Entonces suspiré y me dejé caer sobre el duro asiento de plástico. Era incapaz de estar con un tipo sin imaginarme cómo sería tener una relación con él. Lo hacía continuamente. Me pasaba con Ford, con Glenn y con David. Y también con el chico que trabajaba en el supermercado de la esquina reponiendo los estantes de los helados y que tenía aquellos hombros maravillosos… Pero ninguno de ellos era un brujo y, por mucho que me empeñara en pensar lo contrario, sentía una atracción que jamás sentiría por un humano, ni por un hombre lobo… ni siquiera por un vampiro. Si algún día me decidía a formar una familia, hacerlo con un brujo sería mucho más sencillo.

A continuación empecé a mover los patines hacia delante y hacia atrás y me di cuenta de que, una vez quieta, los pies me pesaban tanto como mi estado de ánimo. Desde donde me encontraba se podía ver la entrada y también el mostrador de los patines. Alguien estaba discutiendo con Chad, el encargado, y me giré para enterarme de lo que pasaba.

Chad trabajaba detrás del mostrador de los patines desde antes de que yo empezara a ir a Aston's, en mi época del instituto. Llevaba una melena que le llegaba hasta los codos y estaba medio pirado por culpa de haber abusado durante años del azufre. No le importaba una mierda nadie, pero hacía bien su trabajo. Era el empleado perfecto para relacionarse con los clientes, y era capaz de hacer cualquier cosa, incluido echar a patadas a alguien. Además, el señor Aston nunca lo echaría.

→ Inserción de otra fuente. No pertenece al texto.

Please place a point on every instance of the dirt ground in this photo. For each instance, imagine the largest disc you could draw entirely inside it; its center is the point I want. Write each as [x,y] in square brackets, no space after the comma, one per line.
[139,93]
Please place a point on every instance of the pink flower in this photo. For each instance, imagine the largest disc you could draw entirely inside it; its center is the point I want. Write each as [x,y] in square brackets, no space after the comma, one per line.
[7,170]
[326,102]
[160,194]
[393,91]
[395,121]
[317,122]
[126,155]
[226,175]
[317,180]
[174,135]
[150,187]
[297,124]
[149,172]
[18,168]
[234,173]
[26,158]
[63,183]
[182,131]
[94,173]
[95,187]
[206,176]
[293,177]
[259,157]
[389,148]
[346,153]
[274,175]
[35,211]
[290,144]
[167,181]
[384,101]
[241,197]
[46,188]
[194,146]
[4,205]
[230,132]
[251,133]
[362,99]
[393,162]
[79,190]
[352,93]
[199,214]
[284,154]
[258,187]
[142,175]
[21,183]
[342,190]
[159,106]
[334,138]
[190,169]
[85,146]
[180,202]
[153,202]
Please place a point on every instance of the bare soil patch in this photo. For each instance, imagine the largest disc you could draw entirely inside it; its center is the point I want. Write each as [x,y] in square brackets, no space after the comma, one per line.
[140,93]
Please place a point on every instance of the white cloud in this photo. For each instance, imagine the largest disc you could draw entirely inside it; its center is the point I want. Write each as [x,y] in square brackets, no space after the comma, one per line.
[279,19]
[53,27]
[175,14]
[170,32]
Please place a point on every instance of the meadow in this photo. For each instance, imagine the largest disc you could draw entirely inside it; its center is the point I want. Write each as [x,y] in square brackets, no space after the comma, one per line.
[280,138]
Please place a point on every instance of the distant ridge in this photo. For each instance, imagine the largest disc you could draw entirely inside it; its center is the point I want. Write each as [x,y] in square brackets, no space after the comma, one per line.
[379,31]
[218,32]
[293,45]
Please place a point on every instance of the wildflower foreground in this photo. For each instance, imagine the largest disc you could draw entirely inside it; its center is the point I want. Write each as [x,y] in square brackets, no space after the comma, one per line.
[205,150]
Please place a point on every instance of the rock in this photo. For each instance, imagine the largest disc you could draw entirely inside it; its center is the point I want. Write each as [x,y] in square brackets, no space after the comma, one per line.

La silueta de uno de los hombres que discutían con Chad se vislumbraba a través de las puertas de cristal debido a la luz vespertina que provenía del exterior, y me llamó la atención su impresionante altura. El otro era algo más bajo, pero mantenía una pose estirada y algo altiva. Encontré muy gracioso que estuvieran intentando intimidar a Chad pero, cuando reconocí al más alto, dejó de parecerme divertido.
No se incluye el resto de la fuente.